In December 2016, Australia legislated a backpacker tax that will see working holidaymakers charged a flat rate of 15% on incomes up to AU$37,000, a tax of AU$5,550, which is higher than that of native Australians.
Local Australians are exempt from tax on income up to AU$18,200, and if they earn up to AU$37,000 a year, the tax is only AU$3,572.
Catherine Addy, a British backpacker, working as a waitress in Sydney, filed a federal court case against the backpacker tax for discriminating against her nationality and violating the Australia-UK treaty on avoidance of double taxation.
Addy initially won her case in October 2019. But the federal court overturned the decision in August 2020. She then appealed to the High Court of Australia, where all five High Court justices ruled in favour of Addy unanimously on Nov.3, finding that “more burdensome” tax had been imposed on her.

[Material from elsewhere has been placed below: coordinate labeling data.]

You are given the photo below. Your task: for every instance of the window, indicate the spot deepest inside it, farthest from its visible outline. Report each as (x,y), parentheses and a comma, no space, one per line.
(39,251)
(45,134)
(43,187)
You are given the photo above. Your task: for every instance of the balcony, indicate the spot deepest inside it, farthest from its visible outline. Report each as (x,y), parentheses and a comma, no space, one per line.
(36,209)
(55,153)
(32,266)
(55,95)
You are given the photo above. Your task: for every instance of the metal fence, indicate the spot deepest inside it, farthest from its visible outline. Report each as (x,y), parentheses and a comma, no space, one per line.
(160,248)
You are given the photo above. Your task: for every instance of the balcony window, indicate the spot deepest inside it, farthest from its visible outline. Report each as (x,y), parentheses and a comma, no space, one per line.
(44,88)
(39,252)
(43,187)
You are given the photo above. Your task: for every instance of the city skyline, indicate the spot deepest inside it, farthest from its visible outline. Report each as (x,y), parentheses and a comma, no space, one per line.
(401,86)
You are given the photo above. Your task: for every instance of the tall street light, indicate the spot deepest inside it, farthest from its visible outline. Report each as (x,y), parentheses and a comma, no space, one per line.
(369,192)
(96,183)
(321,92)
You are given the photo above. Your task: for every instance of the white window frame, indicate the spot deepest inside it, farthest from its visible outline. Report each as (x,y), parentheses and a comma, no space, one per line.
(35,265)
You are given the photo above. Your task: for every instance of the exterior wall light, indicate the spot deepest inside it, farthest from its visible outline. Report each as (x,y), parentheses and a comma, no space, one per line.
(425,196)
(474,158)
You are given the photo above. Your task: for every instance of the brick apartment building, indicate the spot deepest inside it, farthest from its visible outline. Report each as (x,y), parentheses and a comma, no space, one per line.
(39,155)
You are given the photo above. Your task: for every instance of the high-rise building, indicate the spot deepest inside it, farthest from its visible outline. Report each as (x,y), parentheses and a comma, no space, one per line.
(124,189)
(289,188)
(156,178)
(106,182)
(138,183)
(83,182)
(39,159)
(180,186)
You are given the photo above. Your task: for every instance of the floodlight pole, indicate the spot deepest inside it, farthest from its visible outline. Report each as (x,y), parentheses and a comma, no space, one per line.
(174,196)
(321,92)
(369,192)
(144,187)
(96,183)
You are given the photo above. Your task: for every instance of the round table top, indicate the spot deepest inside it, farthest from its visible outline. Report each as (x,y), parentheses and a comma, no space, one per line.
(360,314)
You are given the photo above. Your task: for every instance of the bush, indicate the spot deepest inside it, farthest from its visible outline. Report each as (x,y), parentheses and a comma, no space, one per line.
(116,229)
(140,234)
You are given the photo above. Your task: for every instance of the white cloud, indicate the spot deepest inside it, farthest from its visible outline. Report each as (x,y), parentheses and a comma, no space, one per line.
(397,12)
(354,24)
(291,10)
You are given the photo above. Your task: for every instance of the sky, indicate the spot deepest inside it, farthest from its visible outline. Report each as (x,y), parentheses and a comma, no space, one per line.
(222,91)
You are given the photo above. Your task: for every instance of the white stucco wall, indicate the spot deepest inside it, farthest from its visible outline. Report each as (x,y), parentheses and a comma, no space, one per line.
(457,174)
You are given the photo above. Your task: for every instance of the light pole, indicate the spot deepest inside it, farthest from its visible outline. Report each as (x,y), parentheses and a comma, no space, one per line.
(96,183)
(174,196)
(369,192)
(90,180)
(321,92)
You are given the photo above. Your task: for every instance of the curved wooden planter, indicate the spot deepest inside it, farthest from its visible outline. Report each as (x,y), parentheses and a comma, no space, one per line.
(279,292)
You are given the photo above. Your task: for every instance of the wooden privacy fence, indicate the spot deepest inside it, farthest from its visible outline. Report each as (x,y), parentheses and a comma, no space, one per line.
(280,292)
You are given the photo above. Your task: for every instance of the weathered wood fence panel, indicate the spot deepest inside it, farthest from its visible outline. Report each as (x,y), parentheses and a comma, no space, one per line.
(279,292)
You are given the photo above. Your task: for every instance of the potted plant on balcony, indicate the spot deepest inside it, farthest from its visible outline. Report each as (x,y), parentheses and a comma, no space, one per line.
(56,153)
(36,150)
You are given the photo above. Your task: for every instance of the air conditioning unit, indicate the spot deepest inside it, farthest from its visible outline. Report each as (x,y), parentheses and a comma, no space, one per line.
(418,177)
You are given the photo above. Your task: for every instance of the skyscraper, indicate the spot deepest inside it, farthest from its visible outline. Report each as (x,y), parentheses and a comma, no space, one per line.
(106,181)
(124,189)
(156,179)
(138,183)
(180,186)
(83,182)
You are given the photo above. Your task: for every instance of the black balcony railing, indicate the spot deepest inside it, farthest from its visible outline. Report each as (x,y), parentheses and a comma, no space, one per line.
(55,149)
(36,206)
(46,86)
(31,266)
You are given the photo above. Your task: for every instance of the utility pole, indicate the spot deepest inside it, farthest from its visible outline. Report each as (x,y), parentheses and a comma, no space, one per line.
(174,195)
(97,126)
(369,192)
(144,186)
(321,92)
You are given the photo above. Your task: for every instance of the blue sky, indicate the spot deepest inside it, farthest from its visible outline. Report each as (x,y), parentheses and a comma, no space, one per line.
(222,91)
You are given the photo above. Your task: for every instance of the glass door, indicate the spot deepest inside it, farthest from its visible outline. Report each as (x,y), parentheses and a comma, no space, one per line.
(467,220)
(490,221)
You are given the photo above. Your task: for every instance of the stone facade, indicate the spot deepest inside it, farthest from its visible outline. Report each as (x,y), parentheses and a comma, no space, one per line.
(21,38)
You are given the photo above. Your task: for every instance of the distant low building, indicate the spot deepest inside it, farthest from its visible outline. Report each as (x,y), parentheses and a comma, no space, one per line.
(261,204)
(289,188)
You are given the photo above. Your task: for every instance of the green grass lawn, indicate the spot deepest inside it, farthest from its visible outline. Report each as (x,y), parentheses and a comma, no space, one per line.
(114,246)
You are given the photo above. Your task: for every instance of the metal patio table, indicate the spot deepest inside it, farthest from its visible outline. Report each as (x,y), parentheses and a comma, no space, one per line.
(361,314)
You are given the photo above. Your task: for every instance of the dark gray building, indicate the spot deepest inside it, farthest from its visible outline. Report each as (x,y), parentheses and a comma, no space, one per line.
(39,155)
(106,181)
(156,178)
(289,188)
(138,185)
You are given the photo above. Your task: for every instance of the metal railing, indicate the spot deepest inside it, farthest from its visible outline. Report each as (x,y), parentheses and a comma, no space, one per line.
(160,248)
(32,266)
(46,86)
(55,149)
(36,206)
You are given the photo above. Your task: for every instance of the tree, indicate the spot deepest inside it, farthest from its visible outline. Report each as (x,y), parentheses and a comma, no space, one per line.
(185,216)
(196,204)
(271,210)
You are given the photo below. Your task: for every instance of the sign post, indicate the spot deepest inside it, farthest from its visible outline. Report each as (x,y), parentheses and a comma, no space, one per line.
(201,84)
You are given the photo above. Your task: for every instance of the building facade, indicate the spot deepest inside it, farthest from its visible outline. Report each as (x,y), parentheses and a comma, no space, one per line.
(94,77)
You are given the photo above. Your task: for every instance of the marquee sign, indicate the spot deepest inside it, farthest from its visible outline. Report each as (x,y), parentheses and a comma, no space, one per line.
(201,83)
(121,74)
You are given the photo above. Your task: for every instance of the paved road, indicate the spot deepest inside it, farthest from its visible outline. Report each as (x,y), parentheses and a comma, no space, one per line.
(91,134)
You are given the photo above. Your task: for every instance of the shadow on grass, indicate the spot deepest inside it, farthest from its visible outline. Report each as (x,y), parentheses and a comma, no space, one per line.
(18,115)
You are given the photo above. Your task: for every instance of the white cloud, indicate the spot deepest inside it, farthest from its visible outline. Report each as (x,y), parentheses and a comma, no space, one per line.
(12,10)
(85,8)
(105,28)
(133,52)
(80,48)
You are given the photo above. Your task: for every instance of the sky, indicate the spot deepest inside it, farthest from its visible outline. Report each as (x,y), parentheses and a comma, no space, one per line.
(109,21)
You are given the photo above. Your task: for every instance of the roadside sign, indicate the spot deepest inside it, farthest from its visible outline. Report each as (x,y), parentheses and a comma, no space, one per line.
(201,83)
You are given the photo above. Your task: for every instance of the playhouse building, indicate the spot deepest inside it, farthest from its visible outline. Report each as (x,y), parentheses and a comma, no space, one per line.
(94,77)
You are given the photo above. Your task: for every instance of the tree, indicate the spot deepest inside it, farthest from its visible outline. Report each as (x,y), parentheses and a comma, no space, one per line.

“When the position of Ms Addy is compared with that of an Australian national, as it must be, that is the only conclusion which may be drawn,” they said in the judgement.
“She did the same kind of work and earned the same amount of income from the same source, yet an Australian national was required … to pay less tax.”
The Australian Taxation Office (ATO) issued a statement later, saying that the high court’s decision does not apply to all backpackers in the country.
“This decision is only relevant where the working holidaymaker is both an Australian resident for tax purposes, and from Chile, Finland, Japan, Norway, Turkey, the United Kingdom, Germany or Israel,” the ATO said in a statement.
The ATO said it is considering this decision and will provide further guidance in a timely manner.
Joanna Murphy, the CEO of Taxback.com, which helped Addy bring the case, welcomed the decision saying the court “confirmed important protections for foreign citizens choosing to work while holidaying in Australia.”
“It was always clear to us when this tax was introduced in 2016, against the wishes of the agricultural sector, that it breached a number of international tax agreements,” Murphy said in a statement on the firm’s website.
“It also damaged Australia’s reputation as a working holiday destination.”